Guillermo del Toro's Cabinet of Curiousities

Peter Weller in Panos Cosmatos' The Viewing
Guillermo del Toro's Cabinet of Curiosities, an anthology series currently streaming on Netflix, will please horror fans. Mr. del Toro gets to emulate Hitchcock by curating and hosting the films. All the films have some redeeming quality, most of which are short story adaptations. What unites the films are their luxe production qualities. When I came of age in the 1960s, horror was the bargain basement genre, but now it is such a commercially popular genre that its budgets are A level. Of course, you can still make good horror with a cheap cast and a barn or ranch house, like Romero, Craven and Hooper, but the roadshow musicals of my youth are long gone; thank god. Some of this is due to the change in the demographics of the audience. The current movie theater audience is younger and more male than in 1965. Perhaps the rise of the modern horror film, ushered in by Rosemary's Baby and The Exorcist, reflects cultural decay, but I think the primary reason boils down to economics. Anyway, I find that The Last House on the Left offers a more compelling artistic and moral statement than Camelot, Paint Your Wagon, Song of Norway, Oliver, 1776, Darling Lilli or Sweet Charity

Two of the hour or so long films in the anthology are the standouts. Ana Lily Amirpour's The Outside is an effective example of body horror and satire. The burlesque of consumerism is broad and black, but Amirpour never loses sight of the plight of her plain jane protagonist.

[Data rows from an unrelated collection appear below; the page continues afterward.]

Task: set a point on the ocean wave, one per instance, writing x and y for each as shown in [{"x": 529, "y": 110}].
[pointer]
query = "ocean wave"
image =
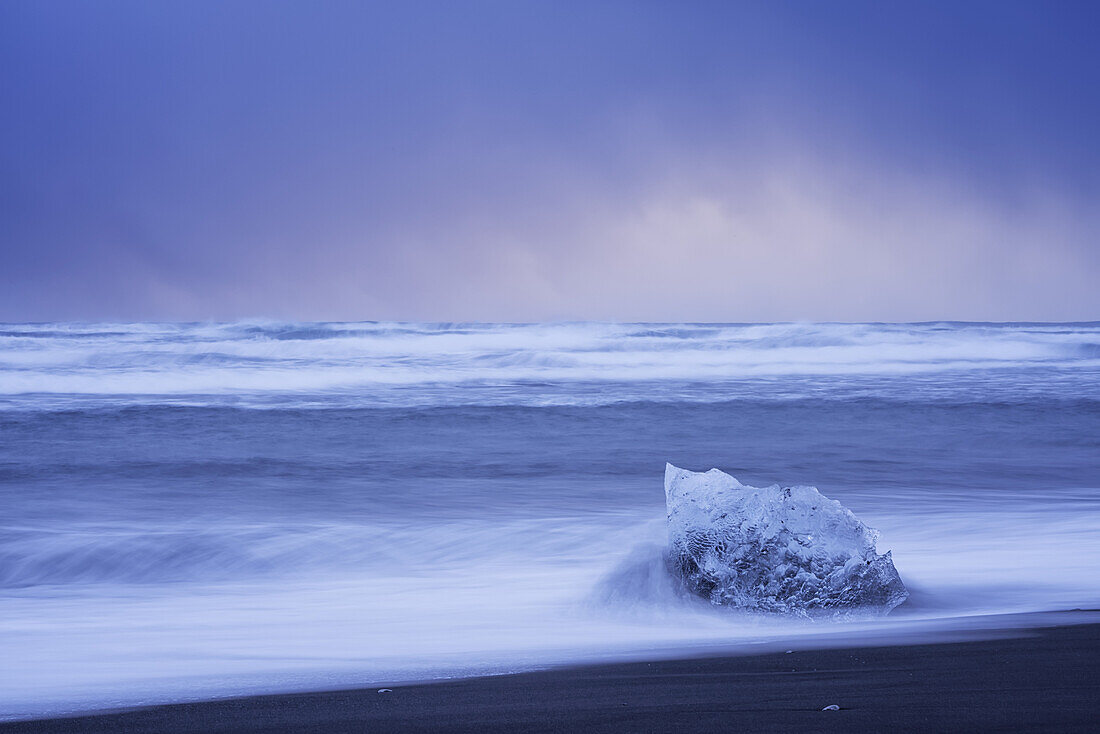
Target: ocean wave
[{"x": 383, "y": 363}]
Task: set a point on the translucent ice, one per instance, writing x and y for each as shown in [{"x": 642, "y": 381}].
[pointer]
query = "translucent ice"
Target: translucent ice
[{"x": 788, "y": 550}]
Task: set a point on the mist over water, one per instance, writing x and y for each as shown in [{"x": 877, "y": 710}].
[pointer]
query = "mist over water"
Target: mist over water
[{"x": 206, "y": 510}]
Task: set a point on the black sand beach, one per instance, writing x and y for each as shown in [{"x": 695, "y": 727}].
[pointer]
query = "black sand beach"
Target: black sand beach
[{"x": 1037, "y": 680}]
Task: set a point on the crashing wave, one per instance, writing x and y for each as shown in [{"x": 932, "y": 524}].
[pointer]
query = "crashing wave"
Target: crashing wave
[{"x": 788, "y": 550}]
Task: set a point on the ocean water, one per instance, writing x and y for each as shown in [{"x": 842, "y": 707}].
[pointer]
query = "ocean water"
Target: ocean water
[{"x": 202, "y": 510}]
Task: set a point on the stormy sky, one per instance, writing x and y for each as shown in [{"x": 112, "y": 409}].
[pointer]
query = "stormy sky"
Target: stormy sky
[{"x": 540, "y": 161}]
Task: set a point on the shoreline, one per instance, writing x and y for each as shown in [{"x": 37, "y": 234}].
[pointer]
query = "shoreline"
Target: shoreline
[{"x": 1018, "y": 678}]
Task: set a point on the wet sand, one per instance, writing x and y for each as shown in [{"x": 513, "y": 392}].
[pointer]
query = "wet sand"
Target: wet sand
[{"x": 1043, "y": 679}]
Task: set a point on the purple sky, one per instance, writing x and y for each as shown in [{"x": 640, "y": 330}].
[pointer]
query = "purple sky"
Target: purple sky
[{"x": 526, "y": 161}]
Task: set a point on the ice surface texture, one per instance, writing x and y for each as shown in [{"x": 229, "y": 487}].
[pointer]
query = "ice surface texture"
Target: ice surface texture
[{"x": 788, "y": 550}]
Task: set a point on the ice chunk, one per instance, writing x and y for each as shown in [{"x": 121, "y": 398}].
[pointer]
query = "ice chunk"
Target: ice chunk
[{"x": 788, "y": 550}]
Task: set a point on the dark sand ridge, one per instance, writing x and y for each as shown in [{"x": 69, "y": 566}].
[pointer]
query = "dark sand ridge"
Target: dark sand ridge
[{"x": 1045, "y": 679}]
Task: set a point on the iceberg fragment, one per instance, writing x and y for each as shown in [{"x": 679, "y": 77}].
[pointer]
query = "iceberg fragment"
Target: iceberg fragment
[{"x": 788, "y": 550}]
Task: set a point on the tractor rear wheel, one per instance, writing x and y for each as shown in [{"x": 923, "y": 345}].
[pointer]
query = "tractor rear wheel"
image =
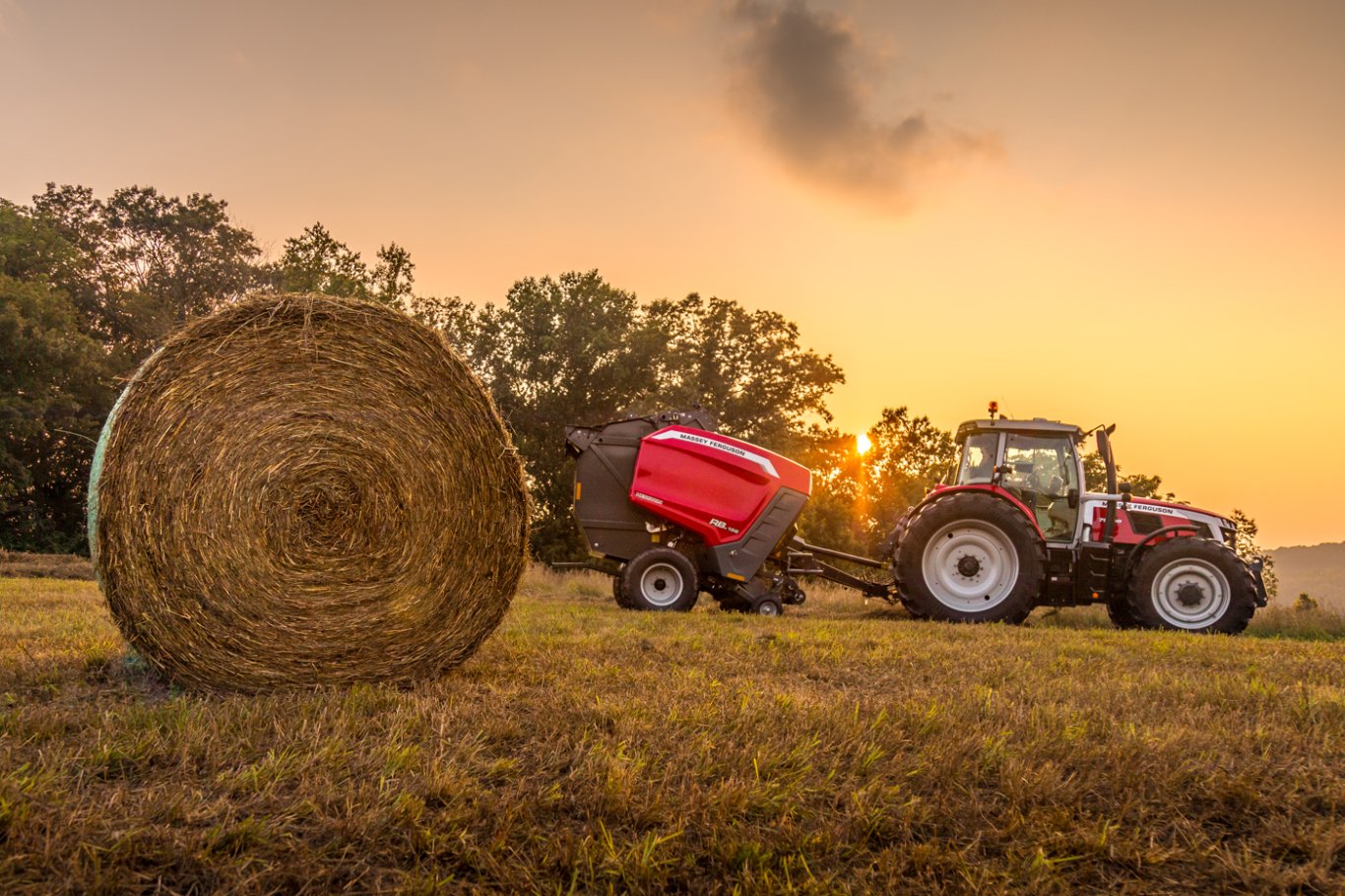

It reminded me a lot of Larry Cohen's The Stuff. Panos Cosmatos' follows up his breakthrough, Mandy with The Viewing. Cosmatos style is so extreme that I don't think he is a candidate for mainstream success, yet I think he has a singular brilliance. The bespoke 1979 style of The Viewing with its gold, orange, brown color scheme puts to shame most current period films about the era. Peter Weller is superbly deadpan as the power mad oligarch who intones lines like, "There is no smoking in the obelisk room." There are a number of Lovecraft adaptations in this anthology, but The Viewing, an original script, is the only film to conjure the dread of that twisted master. Cosmatos is too lysergic a filmmaker for most, but I enjoy sampling his Kool-Aid.